Slammerkin - Emma Donoghue [20]
Mary's head swung from side to side like a pendulum. 'I can't,' she said. 'I just can't bear the thought of it.'
There was a long silence. Doll Higgins seemed to be looking at her from a great distance.
'Maybe,' Mary began pathetically, 'if you could possibly see your way to lending—'
But the rage had flamed up in the older girl's eyes, and Doll's hand thumped the mattress between them, making the dust leap from the straw. 'So it's all right for me to go out whoring, but not for the Charity Scholar?' she bawled. 'I'm to dirty my hands to keep Madam's clean? Well, let me tell you, little Miss Precious: in this world, what you need, you pay for. You lost your virtue at the end of an alley like any common slut, and it ain't ever going to grow back. You're clapped and carrying, in case you hadn't noticed. You're one of us now, like it or not.'
After Mary had cried her eyes dry, and said how sorry she was, for everything, and, 'Yes, all right, yes, yes,' then Doll was very kind to her. She wiped her face with a handkerchief dipped in Hungary water, and the sharp lemony smell cleared Mary's mind.

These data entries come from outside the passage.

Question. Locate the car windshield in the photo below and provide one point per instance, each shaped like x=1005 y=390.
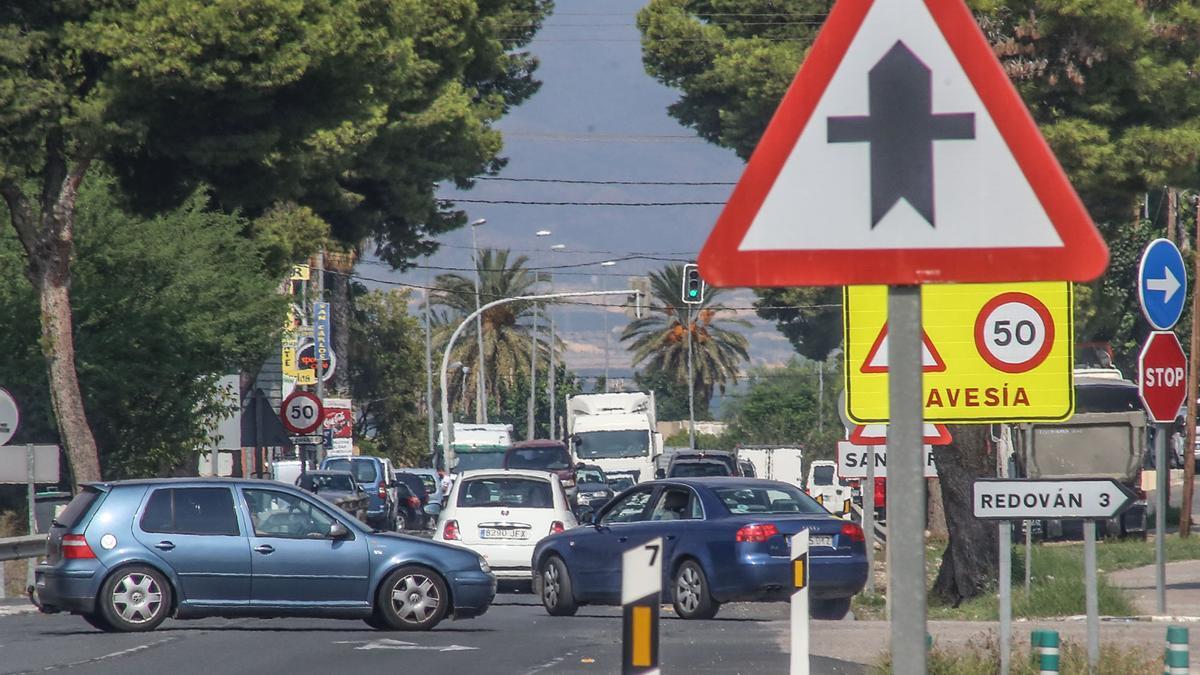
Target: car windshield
x=468 y=461
x=822 y=476
x=515 y=493
x=697 y=469
x=364 y=470
x=340 y=482
x=627 y=443
x=769 y=500
x=621 y=483
x=589 y=476
x=539 y=459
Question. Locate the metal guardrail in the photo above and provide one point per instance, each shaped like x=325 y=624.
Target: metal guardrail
x=17 y=548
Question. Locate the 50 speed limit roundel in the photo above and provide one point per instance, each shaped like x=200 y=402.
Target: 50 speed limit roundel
x=303 y=413
x=1014 y=332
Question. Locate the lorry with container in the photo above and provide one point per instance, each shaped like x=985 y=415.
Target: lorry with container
x=477 y=446
x=616 y=432
x=775 y=463
x=1107 y=437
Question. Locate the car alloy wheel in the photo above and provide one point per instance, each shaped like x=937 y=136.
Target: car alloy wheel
x=137 y=598
x=414 y=598
x=688 y=589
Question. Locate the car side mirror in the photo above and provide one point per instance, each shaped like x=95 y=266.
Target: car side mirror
x=587 y=515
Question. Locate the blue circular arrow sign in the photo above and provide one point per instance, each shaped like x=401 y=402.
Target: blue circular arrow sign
x=1162 y=284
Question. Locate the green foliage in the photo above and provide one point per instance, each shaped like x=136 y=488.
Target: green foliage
x=514 y=404
x=162 y=308
x=781 y=407
x=670 y=395
x=1110 y=83
x=388 y=376
x=659 y=340
x=508 y=328
x=983 y=658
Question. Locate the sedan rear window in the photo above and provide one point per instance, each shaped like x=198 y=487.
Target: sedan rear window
x=539 y=459
x=364 y=470
x=514 y=493
x=769 y=500
x=77 y=508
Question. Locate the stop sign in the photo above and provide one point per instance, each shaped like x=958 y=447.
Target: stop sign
x=1162 y=376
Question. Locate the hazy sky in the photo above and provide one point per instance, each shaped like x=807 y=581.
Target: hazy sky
x=598 y=117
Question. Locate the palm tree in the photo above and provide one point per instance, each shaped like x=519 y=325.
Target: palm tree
x=507 y=328
x=659 y=341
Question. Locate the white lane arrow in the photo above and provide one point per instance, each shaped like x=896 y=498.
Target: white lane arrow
x=400 y=645
x=1168 y=285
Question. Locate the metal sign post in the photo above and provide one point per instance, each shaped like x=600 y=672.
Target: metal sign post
x=799 y=619
x=1092 y=598
x=906 y=478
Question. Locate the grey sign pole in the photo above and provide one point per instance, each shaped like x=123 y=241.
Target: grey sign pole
x=869 y=519
x=1162 y=472
x=906 y=481
x=30 y=467
x=1092 y=598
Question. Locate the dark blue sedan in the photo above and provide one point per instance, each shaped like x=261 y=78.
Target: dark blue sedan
x=725 y=539
x=126 y=555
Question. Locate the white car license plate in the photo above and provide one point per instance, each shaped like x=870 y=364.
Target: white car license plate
x=502 y=533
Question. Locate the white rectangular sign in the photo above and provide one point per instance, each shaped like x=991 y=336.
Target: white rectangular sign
x=1032 y=499
x=852 y=460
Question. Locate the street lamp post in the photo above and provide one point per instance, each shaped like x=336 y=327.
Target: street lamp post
x=481 y=393
x=447 y=420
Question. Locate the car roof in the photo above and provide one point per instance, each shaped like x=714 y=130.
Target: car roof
x=538 y=443
x=502 y=472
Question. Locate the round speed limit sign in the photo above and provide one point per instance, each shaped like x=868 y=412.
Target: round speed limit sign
x=303 y=412
x=1014 y=332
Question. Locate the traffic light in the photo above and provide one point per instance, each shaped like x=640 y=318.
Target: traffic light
x=693 y=292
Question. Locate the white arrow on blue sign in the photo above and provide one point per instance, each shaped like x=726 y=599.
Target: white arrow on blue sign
x=1035 y=499
x=1161 y=280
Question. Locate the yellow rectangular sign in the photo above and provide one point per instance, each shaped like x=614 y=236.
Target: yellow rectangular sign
x=993 y=352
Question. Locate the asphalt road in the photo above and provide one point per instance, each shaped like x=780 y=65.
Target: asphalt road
x=515 y=637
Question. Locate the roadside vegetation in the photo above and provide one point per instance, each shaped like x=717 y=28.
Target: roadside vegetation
x=1056 y=586
x=982 y=658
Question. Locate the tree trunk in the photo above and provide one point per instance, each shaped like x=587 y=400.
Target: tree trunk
x=972 y=556
x=340 y=306
x=48 y=239
x=935 y=515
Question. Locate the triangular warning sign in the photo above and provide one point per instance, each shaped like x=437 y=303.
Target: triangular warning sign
x=901 y=154
x=877 y=435
x=877 y=356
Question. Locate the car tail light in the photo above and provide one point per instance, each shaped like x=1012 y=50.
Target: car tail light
x=853 y=532
x=75 y=547
x=756 y=533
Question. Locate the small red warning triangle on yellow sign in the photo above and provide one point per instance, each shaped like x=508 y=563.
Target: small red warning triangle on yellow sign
x=877 y=357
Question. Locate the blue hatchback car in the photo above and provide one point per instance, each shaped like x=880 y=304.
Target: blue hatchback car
x=126 y=555
x=725 y=539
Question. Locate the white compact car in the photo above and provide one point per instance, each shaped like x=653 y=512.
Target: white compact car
x=501 y=514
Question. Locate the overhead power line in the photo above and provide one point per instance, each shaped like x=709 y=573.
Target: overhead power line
x=581 y=181
x=539 y=203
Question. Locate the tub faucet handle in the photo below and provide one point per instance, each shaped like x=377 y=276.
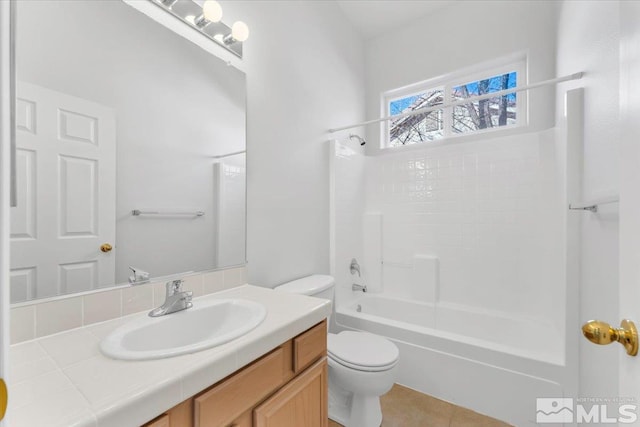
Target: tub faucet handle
x=354 y=267
x=356 y=287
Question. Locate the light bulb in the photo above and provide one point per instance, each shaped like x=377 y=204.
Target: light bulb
x=212 y=11
x=240 y=31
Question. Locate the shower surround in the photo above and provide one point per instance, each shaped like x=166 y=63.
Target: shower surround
x=462 y=247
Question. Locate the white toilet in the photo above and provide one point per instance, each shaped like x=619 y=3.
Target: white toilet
x=362 y=366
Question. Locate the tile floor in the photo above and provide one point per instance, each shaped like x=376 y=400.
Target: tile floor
x=403 y=407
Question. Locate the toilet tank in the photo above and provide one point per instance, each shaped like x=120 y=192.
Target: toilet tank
x=318 y=285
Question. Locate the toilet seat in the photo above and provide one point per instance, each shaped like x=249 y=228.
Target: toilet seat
x=362 y=351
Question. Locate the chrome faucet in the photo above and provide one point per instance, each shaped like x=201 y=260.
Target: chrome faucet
x=176 y=300
x=354 y=267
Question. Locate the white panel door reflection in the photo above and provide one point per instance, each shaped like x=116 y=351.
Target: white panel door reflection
x=66 y=148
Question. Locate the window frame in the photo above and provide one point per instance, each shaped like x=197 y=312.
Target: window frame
x=447 y=83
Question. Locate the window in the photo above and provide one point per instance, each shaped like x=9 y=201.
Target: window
x=440 y=123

'Young thing like you, fresh as lettuce,' said Doll, 'virgin goods, practically—you should get two bob a throw.'
Mary tried this new mathematics. Two bob by three throws— she didn't let herself think what this harmless word covered—meant a crown plus a shilling left over. (And she had done it before, she reminded herself. It couldn't possibly be as bad as what the soldiers did to her in the ditch.) 'Just this once,' she muttered at last.
'That's right.'
'As soon as it's all over'—glancing at her hard belly—'I'm going to find another trade, even if it pays less.'
'Of course you will,' murmured Doll.
She was already pulling on Mary's stay-strings; she tugged them so tight that Mary cried out. But Doll was already leafing through the layers of clothes that hung on the walls. 'No, no,' she said under her breath, 'too quiet by half.' Finally she plucked out something in orange silk.
'But it doesn't even button up.'
'It's not meant to, dolt. It's a slammerkin.'
Doll hustled her into the long dress, tying it at the waist. 'Look, it cuts away and shows a mile of petticoat. The cullies love an open gown. And see how the train flares out behind you! That's another word for us, by the way.'
'What is?'
'Slammerkin. A loose dress for a loose woman. Ever noticed the words for us all sound drunk?' Doll put on an intoxicated slur. 'Slovenly, slatternly sluts and slipshod, sleezy slammerkins that we are!'
Mary realised Doll was trying to make her laugh, to relieve her panic, but she still covered her face with her hand.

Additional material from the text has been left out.